In AD 33, the geographic extent of Christianity was
limited to one large room in Jerusalem.
By AD 100, Christianity had spread north and south from
Jerusalem to other cities located mostly in eastern Olympia. Some were near the
eastern Mediterranean coast. Other cities lay southwest in Egypt and northwest
in Anatolia, Hellas, and finally Italia. In spreading, Christianity jumped from
one city to another along coastal trade routes rather than moving from one city
to the towns and villages surrounding it.
The church in Jerusalem lost its central role in
Christianity after the council of Christian leaders held in that city in AD 52.
By 70, the church in Jerusalem had moved to Pella to escape troubles in
Jerusalem caused by the Jewish rebellion against Rome which began in 66. The
church’s move to geographic marginality was paralleled theologically.
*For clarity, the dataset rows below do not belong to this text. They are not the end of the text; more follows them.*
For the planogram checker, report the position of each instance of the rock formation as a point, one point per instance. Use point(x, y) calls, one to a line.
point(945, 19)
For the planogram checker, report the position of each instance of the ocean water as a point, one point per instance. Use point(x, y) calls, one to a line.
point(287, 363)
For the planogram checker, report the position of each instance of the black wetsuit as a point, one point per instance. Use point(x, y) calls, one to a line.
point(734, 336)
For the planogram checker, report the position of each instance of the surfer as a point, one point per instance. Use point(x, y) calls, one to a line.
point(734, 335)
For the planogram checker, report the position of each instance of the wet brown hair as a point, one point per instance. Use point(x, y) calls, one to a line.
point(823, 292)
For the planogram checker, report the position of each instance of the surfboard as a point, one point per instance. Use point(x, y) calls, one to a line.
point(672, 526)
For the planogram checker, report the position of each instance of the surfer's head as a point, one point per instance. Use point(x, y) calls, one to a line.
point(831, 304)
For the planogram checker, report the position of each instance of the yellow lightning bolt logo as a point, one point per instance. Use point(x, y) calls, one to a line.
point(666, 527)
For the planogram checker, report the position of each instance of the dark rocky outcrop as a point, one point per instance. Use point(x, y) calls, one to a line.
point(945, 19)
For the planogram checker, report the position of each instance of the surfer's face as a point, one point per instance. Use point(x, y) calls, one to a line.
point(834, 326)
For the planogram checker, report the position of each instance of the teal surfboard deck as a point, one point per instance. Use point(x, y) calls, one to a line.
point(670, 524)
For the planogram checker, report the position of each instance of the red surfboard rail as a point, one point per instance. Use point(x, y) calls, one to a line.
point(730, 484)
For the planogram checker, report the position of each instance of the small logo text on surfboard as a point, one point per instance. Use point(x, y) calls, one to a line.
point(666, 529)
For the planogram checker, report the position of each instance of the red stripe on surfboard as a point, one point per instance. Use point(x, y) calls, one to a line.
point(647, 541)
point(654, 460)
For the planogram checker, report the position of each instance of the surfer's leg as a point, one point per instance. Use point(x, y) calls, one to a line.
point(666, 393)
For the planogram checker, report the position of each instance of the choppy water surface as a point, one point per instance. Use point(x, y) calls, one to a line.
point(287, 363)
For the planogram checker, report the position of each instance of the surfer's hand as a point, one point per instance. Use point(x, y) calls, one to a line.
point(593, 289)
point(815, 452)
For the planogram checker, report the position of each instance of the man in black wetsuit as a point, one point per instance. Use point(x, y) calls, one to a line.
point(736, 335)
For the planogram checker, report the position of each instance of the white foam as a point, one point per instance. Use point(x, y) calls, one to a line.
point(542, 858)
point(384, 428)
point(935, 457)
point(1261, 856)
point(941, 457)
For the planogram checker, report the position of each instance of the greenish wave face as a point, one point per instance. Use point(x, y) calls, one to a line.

The church
in Pella remained Jewish. Following the impact of Paul’s preaching, members of
other churches were increasingly people who had not been Jewish before they
became Christians and who did not become Jewish afterward.
By 100, Anatolia had the greatest number of churches. The
most important churches, however, were located in the cities of Antioch
(Syria), Alexandria (Egypt), and Rome (Italia). Strange that, aside from Antioch,
churches we hear much about in the New Testament—Jerusalem, Corinth, Thessalonica—did
not remain important to the movement as a whole.